A chaplain stops by to pray with us. She and I chat. She confesses that she does not much like her work. It leaves her exhausted and hopeless. I can see your point, I say. Another woman, a registered nurse named Jennifer, comes by twice a day. Jennifer is the death specialist. She explains to me what is going on, what each of the medications is, and what Terence may be experiencing.

For the next three days, Terence lies still in the same hospital bed. Over those three days, we spend $14,022, less than a third of the previous four days’ $43,711. What costs $14,000? Our last car? It is a dowdy two-year-old gold Sable. A year at a state college? Here it buys a bed, the pain and anxiety medications Ativan and Dilaudid, monitoring for him, and counseling, a different kind of pain management for the children and me.

I accept that Terence is dying. Even now, I still can’t fathom it. When he drifts into a coma, I beg the nurse to reduce the medications so he will wake up again.

It isn’t the medicine, she explains. “He has begun the dying process,” she says.

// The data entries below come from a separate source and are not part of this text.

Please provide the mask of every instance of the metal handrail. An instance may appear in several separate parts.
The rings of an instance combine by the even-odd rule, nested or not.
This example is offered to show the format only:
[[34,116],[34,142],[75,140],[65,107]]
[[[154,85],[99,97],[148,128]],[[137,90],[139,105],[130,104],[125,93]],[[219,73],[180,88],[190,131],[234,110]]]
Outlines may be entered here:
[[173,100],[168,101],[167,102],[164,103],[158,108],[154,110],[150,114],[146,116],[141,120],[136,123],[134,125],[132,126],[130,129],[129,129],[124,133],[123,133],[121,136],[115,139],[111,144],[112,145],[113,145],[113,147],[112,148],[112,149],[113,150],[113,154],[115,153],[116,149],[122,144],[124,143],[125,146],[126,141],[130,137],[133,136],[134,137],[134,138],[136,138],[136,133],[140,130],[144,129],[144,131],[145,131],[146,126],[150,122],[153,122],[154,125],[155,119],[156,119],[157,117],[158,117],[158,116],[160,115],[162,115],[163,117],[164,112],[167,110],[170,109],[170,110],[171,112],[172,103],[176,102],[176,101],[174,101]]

Still, to humor me, she reduces the dose. Terence begins to fidget, to pick at the bedclothes. His face, previously peaceful, contorts in some unseen discomfort. Yet he does not awaken. Okay, I say, put it back. Jennifer’s records show that I “verbalized understanding.”

Verbalized, yes.

Understanding?

Still not quite.

And so here it is at last, just as I now realize I had imagined it all along.

Sun streams through the window. His old black cassette recorder is by the bed. The South Frisco band is playing. The jaunty two-beat music that once filled our house is now filling the hospital room.

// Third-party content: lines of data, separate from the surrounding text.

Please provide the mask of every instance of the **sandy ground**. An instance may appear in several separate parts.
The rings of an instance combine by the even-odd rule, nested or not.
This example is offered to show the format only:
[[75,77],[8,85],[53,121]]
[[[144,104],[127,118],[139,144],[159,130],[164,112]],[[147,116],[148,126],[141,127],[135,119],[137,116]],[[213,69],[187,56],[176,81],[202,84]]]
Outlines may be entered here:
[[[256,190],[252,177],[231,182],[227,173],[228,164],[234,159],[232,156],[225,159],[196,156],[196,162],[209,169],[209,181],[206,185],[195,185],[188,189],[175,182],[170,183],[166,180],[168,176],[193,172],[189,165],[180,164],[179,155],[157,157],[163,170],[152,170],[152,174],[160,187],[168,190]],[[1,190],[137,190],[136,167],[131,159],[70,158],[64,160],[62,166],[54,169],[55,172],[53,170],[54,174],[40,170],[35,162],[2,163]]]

And here I am beside the bed, reading to him just as I imagined. What is missing from this scene as I once fantasized it?

Terence.

It’s not Wordsworth I am reading. Not “The Ruined Abbey.” Not “Howl.” No. It is his friends’ good-byes that I am reading. And mine. Together, Terence and I have pushed the bell curve as far as we are able. We have skated so close to the thin ice of probabilities that, in the end, we have crashed through. I am still here to say good-bye to him. He is no longer able to say good-bye to me.

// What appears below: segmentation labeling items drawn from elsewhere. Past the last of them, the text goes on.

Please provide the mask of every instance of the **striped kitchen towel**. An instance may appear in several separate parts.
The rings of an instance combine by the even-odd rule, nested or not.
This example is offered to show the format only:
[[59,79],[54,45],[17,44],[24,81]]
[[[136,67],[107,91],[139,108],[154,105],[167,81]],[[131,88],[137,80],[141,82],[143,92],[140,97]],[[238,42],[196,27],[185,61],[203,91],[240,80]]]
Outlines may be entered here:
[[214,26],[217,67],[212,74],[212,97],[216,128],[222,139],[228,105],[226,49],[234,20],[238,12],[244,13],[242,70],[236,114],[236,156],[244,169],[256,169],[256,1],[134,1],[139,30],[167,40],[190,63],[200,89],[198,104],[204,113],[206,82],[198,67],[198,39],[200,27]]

Still, I press on. Surely the Terence I know is big enough, and fierce enough and robust enough—surely there is some of that Terence somewhere inside this sleeping man. I email his friends around the world and read their responses to him. Layers of his life unfold before me as I fill the room with their voices. Cousin
Margo says good-bye, I say. My mind calls up the 1950s snapshot of Margo, her two brothers, and Terence on the cement steps of her parents’ bungalow. She is like a little sister to him. Good-bye, says Margo. Good-bye from all of us, from Cousin Glenn and from Miles and Jane. Uncle Fred, the eldest of Terence’s half brothers, floats in the room speaking for the other three boys, the family lost and found. Good-bye Terence, good-bye from your brothers. Aunt Rita, the half sister so nearly his own age, speaks through me: I wish we had known you better, Terence, she says. Good-bye. Good-bye. The hours roll on. The sun moves past and shadows fill the room. One by one his friends check in. One by one, I use words to welcome in images of the friends of his lifetime.

“It’s Spider,” I say to Terence, Steve Stryder, his high school buddy. Spider is saying good-bye. Good-bye to high school. And trumpet. And long beer-filled evenings. Good-bye Woody Boyd, Pat Blackwell, and the Philippines. Pat sends snapshots of their long-ago sailor selves. Once again in the shadows I spin in this hospital room, Terence and Woody and Patrick goof around. They pick up girls. They fight the last war—and the next—in their heads as they sit on a curb by the sea.